I strongly recommend against this.

Keep "st_mtime" (or data.st.st_mtime per my earlier suggestion) as the raw 
mtime. Any human readable transcription of the time should get a name like 
"human_st_mtime".

Better still, if you make a Dirent class for "data", you can give it a property 
like:

   @property
   def human_st_mtime(self):
     return time.asctime(time.localtime(self.st.st_mtime))

and just use ".human.st.mtime" like any other attribute later when needed.  
Note: no brackets.

>            data["st_ctime"] = st[ST_CTIME]
>            if not x.name.strip().lower() in self.files_to_ignore:

Personally I phrase this as "a not in b" instead of "not a in b".

Also, if you really are ignoring it, you could go:

   if norm_name in self.files_to_ignore:
     # do nothing else with this entry
     continue

and save yourself some indentation below. Not everyone likes this.

>    def directory_in_cache(self, scan_directory):
>        """
>            Pass the target directory
>
>            Will return True if the directory is already cached
>            Will return False if the directory is not already cached
>        """
>        scan_directory = os.path.realpath(scan_directory).lower().strip()

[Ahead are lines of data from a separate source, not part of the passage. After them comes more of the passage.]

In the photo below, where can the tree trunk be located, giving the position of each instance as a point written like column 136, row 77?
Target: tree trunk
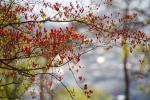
column 126, row 78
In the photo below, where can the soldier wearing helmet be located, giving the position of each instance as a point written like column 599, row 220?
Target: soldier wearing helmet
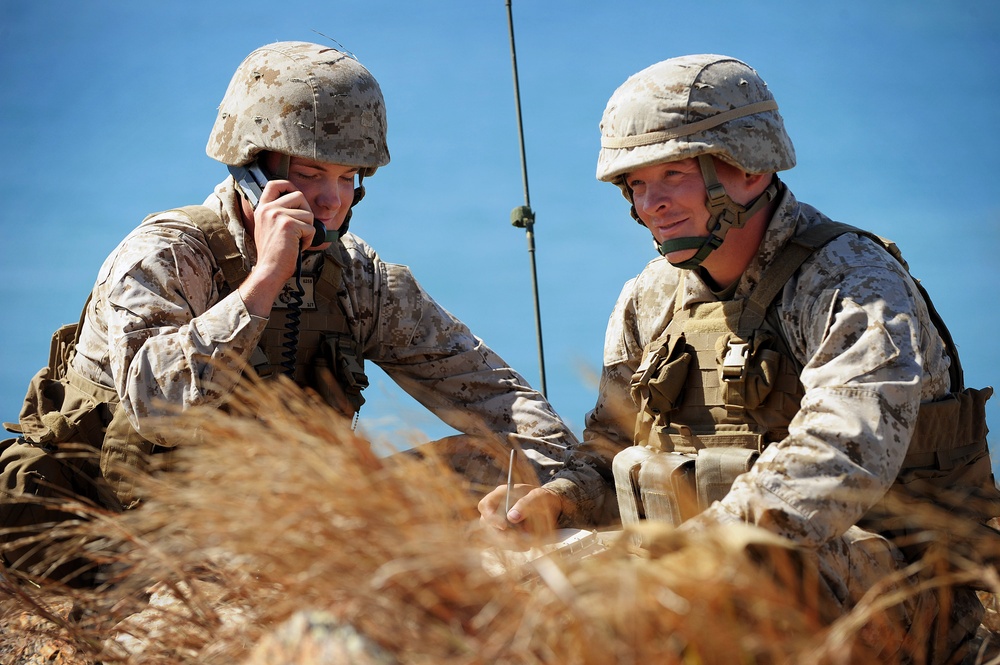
column 772, row 368
column 261, row 279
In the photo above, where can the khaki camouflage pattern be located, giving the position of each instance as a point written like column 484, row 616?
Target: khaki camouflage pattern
column 163, row 331
column 671, row 96
column 303, row 100
column 854, row 319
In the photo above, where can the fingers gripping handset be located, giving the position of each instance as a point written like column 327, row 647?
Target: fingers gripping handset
column 252, row 179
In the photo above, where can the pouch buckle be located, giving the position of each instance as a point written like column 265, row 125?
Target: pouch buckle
column 734, row 362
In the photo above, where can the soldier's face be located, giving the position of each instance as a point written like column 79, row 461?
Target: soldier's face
column 670, row 199
column 328, row 188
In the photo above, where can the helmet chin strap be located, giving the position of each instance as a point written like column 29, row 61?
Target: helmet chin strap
column 724, row 214
column 359, row 193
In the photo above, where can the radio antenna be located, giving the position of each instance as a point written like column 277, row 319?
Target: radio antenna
column 523, row 217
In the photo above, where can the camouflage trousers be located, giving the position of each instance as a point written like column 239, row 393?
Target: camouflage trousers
column 910, row 619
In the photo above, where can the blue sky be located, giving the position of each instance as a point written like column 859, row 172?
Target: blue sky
column 106, row 106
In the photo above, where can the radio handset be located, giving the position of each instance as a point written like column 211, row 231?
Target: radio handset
column 252, row 179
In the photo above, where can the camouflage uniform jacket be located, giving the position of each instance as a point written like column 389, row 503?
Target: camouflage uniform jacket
column 161, row 318
column 855, row 321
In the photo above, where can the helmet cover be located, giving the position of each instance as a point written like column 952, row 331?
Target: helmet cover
column 690, row 106
column 302, row 100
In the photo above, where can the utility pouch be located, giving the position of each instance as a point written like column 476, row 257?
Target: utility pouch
column 657, row 383
column 654, row 485
column 674, row 487
column 717, row 468
column 667, row 487
column 338, row 373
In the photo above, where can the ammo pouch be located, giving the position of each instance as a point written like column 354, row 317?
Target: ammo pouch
column 56, row 458
column 672, row 486
column 338, row 373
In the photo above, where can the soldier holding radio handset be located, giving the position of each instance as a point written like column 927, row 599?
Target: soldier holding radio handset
column 243, row 284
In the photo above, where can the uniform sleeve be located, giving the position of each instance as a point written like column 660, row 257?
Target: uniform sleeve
column 587, row 483
column 436, row 359
column 173, row 342
column 858, row 323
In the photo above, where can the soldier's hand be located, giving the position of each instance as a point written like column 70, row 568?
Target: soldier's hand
column 533, row 509
column 282, row 226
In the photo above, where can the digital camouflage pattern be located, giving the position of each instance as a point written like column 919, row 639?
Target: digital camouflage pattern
column 854, row 319
column 302, row 100
column 678, row 109
column 162, row 329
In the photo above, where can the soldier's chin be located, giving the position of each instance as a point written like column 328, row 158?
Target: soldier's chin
column 680, row 256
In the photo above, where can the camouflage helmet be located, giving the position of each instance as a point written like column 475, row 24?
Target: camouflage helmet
column 302, row 100
column 690, row 106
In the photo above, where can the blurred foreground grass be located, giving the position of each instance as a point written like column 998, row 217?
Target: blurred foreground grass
column 279, row 536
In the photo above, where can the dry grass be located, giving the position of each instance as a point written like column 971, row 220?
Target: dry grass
column 278, row 510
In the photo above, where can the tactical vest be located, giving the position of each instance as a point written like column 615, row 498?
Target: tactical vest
column 720, row 384
column 64, row 408
column 320, row 353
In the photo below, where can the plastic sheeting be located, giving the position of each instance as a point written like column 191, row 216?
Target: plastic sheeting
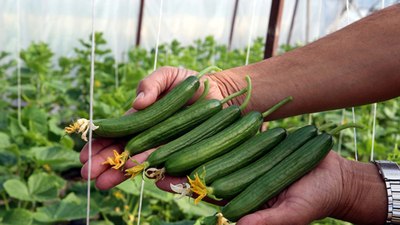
column 61, row 23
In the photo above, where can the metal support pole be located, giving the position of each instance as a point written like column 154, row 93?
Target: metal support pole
column 233, row 24
column 272, row 36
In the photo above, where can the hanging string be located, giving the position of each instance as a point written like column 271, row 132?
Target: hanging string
column 154, row 68
column 158, row 34
column 19, row 94
column 90, row 114
column 251, row 32
column 319, row 14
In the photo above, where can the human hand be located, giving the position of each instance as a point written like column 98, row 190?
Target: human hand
column 337, row 188
column 149, row 90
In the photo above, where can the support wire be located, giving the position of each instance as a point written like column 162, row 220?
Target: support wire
column 91, row 114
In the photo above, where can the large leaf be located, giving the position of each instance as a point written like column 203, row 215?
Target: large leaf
column 57, row 157
column 133, row 187
column 70, row 208
column 17, row 217
column 202, row 209
column 37, row 119
column 17, row 189
column 4, row 140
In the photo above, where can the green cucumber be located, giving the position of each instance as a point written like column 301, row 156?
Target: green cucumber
column 152, row 115
column 206, row 129
column 278, row 178
column 229, row 186
column 180, row 163
column 174, row 126
column 241, row 156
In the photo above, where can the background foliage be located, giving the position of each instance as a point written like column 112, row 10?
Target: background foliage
column 40, row 179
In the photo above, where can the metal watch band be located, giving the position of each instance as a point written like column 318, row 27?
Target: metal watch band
column 390, row 172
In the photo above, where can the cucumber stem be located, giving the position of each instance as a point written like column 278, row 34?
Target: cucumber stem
column 244, row 90
column 206, row 90
column 277, row 106
column 248, row 96
column 326, row 126
column 207, row 70
column 344, row 126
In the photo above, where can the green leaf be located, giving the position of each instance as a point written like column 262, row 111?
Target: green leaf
column 17, row 217
column 202, row 209
column 43, row 187
column 17, row 189
column 70, row 208
column 57, row 157
column 37, row 120
column 150, row 190
column 4, row 140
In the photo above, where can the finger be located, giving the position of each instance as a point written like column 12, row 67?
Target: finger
column 97, row 146
column 161, row 80
column 131, row 110
column 164, row 184
column 111, row 177
column 280, row 215
column 97, row 166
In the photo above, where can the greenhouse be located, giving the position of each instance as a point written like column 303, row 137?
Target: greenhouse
column 199, row 112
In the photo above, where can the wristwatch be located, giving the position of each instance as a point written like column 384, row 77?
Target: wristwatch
column 390, row 172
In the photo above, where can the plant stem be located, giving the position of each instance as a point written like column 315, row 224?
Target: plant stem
column 344, row 126
column 206, row 90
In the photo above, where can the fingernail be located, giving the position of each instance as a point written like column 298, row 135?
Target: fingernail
column 139, row 96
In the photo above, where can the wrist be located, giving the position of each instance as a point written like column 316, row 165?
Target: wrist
column 364, row 198
column 228, row 83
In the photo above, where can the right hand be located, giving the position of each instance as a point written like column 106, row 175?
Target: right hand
column 149, row 90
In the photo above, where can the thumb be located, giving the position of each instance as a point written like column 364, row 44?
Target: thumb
column 276, row 216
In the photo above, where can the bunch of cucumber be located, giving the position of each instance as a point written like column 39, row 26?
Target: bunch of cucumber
column 221, row 151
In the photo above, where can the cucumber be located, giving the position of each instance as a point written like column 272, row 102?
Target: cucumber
column 208, row 128
column 244, row 154
column 229, row 186
column 144, row 119
column 182, row 162
column 278, row 178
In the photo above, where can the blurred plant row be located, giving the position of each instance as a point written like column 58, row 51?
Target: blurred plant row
column 40, row 170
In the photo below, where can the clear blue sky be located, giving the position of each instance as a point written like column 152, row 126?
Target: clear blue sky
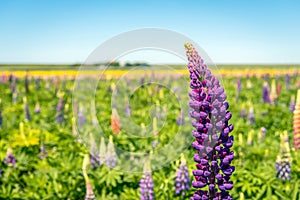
column 231, row 31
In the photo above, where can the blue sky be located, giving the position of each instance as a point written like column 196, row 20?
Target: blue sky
column 231, row 31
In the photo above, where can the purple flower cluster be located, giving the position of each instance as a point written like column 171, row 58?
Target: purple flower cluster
column 213, row 143
column 10, row 160
column 182, row 179
column 266, row 94
column 60, row 111
column 180, row 120
column 146, row 186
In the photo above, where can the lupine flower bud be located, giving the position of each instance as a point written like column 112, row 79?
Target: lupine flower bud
column 213, row 142
column 10, row 160
column 111, row 156
column 266, row 95
column 146, row 183
column 182, row 183
column 283, row 162
column 89, row 190
column 26, row 109
column 296, row 123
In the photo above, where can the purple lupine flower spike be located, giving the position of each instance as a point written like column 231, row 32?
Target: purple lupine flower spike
column 26, row 83
column 94, row 154
column 283, row 162
column 266, row 93
column 128, row 110
column 26, row 109
column 180, row 120
column 146, row 183
column 43, row 152
column 182, row 183
column 37, row 108
column 238, row 88
column 37, row 83
column 1, row 119
column 287, row 81
column 60, row 111
column 111, row 156
column 251, row 117
column 213, row 142
column 81, row 117
column 10, row 160
column 292, row 104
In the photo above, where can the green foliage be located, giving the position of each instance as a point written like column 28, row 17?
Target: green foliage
column 59, row 176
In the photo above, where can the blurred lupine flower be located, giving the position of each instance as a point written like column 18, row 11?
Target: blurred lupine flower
column 60, row 111
column 26, row 83
column 81, row 117
column 278, row 88
column 37, row 108
column 266, row 95
column 26, row 109
column 287, row 81
column 146, row 183
column 111, row 156
column 94, row 154
column 250, row 137
column 182, row 183
column 14, row 97
column 3, row 78
column 248, row 84
column 89, row 195
column 213, row 143
column 292, row 104
column 263, row 132
column 251, row 117
column 43, row 152
column 180, row 120
column 1, row 119
column 102, row 153
column 273, row 94
column 128, row 111
column 115, row 121
column 243, row 113
column 10, row 160
column 296, row 123
column 283, row 162
column 238, row 89
column 155, row 133
column 37, row 83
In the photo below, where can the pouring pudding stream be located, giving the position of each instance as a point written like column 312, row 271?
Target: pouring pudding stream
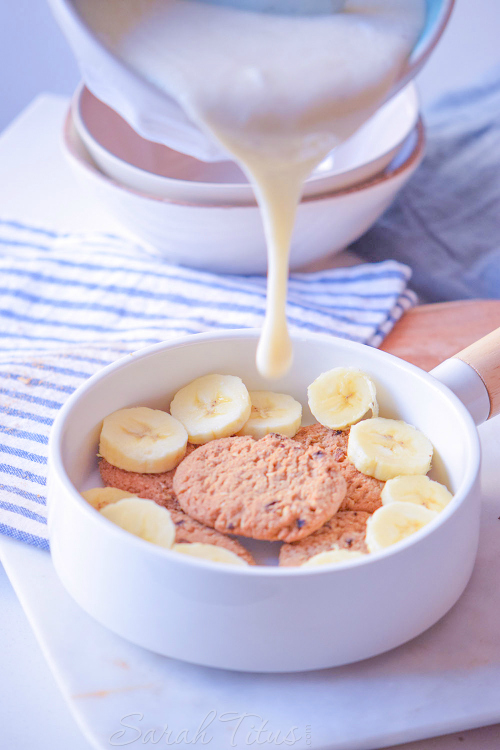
column 277, row 92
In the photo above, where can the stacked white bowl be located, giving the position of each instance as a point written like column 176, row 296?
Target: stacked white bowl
column 204, row 215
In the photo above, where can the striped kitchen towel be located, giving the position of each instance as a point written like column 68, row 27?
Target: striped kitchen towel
column 70, row 304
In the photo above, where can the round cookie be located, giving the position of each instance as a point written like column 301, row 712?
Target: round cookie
column 189, row 531
column 157, row 487
column 271, row 489
column 363, row 492
column 346, row 530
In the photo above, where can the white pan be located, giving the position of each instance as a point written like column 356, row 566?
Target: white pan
column 264, row 618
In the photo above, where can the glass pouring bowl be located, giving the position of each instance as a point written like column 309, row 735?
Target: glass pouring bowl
column 148, row 110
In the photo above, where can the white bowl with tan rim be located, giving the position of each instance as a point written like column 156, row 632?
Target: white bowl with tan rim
column 265, row 618
column 120, row 153
column 230, row 238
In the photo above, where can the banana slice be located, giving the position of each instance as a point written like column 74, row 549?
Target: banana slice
column 272, row 412
column 143, row 518
column 341, row 397
column 148, row 441
column 387, row 448
column 332, row 556
column 98, row 497
column 209, row 552
column 416, row 489
column 394, row 522
column 211, row 407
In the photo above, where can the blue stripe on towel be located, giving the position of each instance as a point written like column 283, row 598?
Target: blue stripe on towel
column 74, row 303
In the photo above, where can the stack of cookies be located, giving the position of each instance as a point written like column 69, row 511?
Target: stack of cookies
column 229, row 463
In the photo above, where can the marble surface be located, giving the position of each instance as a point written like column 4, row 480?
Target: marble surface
column 445, row 680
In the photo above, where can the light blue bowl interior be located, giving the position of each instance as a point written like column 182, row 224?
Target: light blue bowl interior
column 435, row 9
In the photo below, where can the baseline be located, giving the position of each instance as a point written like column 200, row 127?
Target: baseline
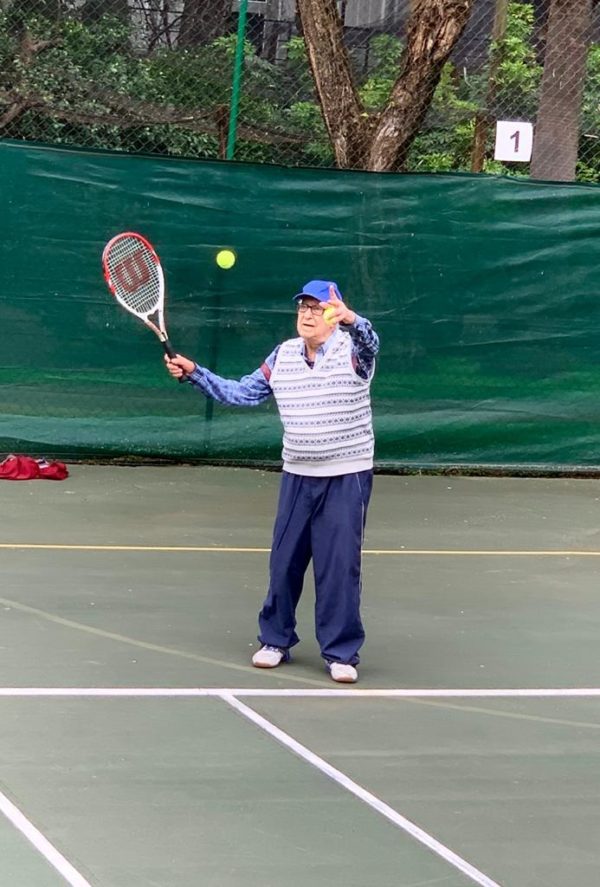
column 173, row 692
column 396, row 818
column 32, row 834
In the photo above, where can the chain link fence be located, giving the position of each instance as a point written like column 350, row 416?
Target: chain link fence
column 159, row 76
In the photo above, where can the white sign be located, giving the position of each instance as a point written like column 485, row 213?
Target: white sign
column 514, row 141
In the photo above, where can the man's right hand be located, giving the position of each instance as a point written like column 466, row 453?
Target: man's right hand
column 179, row 366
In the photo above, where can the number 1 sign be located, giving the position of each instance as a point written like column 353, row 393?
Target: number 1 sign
column 514, row 141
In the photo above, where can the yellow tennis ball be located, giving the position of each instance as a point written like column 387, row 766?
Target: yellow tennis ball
column 226, row 259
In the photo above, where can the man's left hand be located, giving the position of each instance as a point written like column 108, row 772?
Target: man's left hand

Probably worth making normalisation function:

   def norm_name(name):
     return name.lower().strip()

becuase you do this a lot. Using a function ensures you do it the same way 
everywhere and makes it obvious that it is the same thing with the same purpose 
everywhere.

>        return scan_directory in self.directory_cache.keys()

You can just say:

   return scan_directory in self.directory_cache

and for added points you can rename "directory_in_cache" to "__contains__".  
That way from outside (or inside) you use "in" directly. Example:

   if "foo" in self:

Cheers,
Cameron Simpson <cs at zip.com.au>